The economy has been stuck in low growth mode over the past several years. The GDP in the third quarter barely managed to increase 0.9 percent compared to the previous quarter. In terms of annual growth, the figure can be translated as 3.6 percent, indicating sluggish economic growth.

The Organization for Economic Co-operation and Development (OECD) said in its economic outlook report for the second half of this year that the GDP of Korea is expected to increase 4.4 percent, down 0.9 percent compared to its previous projection in May. This indicates that Korea’s economy has lost a significant degree of vitality over the past six months. The OECD pointed out the uncertainty of the North Korean nuclear crisis, high household debt, and a decrease in private consumption due to rising interest rates are risk factors in Korea’s economy in 2007.

If the political chaos continues through the presidential elections in December 2007, the Korean economy may suffer even more.

Corporate investment is expected to increase only 3.7 percent next year. The Korean economy has witnessed dwindling domestic investment over the past five years. Since decreased investment will lead to low economy growth, regardless of who becomes the next president, he or she will face a great deal of difficulties in recovering Korea’s growth potential.

The continuing weak dollar trend is another major threat to Korea’s economy, which is heavily dependent on exports. Every time the dollar depreciates, the Korea Composite Stock Price Index falls as well. Korean businesses are also suffering from the weak yen and high oil prices.

Despite the worsening situation, no one seems to have the leadership to stimulate the growth potential of the national economy to revive Korea’s economy. Even if President Roh and both ruling and opposition party lawmakers discontinue their ideological infighting and do their best to recover the devastated economy, they will find it very challenging. Despite the problem, President Roh and politicians have been ceaselessly pouring out bewildering comments that cause a political stir and make the people and businesses even more anxious.

The leadership of the government is directly related to the national economy. As seen during the end of the previous presidents’ terms, the government loses control to implement policies due to lame-duck politics and growing anxiety in the market and society. Experts are concerned that the Roh government is likely to suffer even more than previous governments in gripping control over its policies.

Meanwhile, President Roh visited Mokpo on Tuesday to tour a site developing a comprehensive plan for the southwestern region. “The Kim Dae-jung administration completely changed the structure of the Korean economy,” President Roh said on the day, praising the achievements of former President Kim. The Roh administration has been saying that the Kim administration’s artificial economic stimulus package is responsible for the current economic difficulties. Some experts say that the sudden shift is driven by Roh’s hidden political designs. Although President Roh said his heart seemed to unfreeze during his visit to Mokpo, the hearts of the people are freezing.

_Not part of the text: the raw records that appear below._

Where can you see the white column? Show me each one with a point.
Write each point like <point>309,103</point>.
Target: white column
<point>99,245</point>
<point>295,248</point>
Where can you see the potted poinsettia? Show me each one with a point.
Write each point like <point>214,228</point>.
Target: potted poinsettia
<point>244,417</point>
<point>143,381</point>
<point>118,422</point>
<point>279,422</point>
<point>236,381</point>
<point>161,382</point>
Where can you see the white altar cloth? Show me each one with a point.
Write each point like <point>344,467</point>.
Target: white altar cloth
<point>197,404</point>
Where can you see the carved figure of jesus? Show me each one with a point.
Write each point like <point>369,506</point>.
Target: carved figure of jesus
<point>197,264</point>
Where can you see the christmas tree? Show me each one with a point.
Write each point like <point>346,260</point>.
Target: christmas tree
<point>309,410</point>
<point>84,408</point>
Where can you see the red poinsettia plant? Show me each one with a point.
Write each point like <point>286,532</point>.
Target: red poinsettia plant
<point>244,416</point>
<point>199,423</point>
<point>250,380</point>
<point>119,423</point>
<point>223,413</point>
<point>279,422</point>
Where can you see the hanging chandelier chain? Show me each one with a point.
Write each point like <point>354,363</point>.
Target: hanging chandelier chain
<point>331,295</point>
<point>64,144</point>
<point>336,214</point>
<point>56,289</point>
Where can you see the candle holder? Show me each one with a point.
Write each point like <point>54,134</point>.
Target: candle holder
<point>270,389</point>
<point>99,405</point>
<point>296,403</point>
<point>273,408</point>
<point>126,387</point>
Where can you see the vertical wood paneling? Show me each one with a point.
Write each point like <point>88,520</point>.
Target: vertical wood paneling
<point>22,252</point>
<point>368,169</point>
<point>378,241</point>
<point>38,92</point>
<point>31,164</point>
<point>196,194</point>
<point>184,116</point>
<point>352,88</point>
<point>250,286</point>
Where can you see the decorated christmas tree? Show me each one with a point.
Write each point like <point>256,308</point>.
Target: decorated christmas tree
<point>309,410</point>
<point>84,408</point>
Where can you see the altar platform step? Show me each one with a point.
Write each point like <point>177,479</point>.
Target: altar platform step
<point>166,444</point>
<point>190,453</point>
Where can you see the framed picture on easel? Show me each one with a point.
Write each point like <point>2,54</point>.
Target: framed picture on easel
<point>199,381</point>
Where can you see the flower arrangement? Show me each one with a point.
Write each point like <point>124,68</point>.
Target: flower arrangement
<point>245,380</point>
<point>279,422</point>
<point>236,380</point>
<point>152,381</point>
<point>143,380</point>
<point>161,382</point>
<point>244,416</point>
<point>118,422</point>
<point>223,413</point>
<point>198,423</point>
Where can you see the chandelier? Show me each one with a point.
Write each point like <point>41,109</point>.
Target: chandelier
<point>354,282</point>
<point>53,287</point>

Although the governing Uri Party frequently speaks about hardships that the people have faced, they do not sound sincere at all. If they want to revive the livelihood of the people, they should promote corporate investment first. However, the Uri Party lawmakers are busy spilling cold water onto corporate investment and condemning business-friendly government policies. The main opposition Grand National Party also has been trapped by actionless populism without being able to draw up solutions to solve current economic problems, such as the real estate price hike.

Some 500 trillion won of floating investment is hovering over the real estate market. And its side effects will be grave. If President Roh and other politicians are too busy to address economic problems, at least they should reach an agreement not to meddle in the market and help businesses invest in the market without worries. This will create more jobs and promote consumption.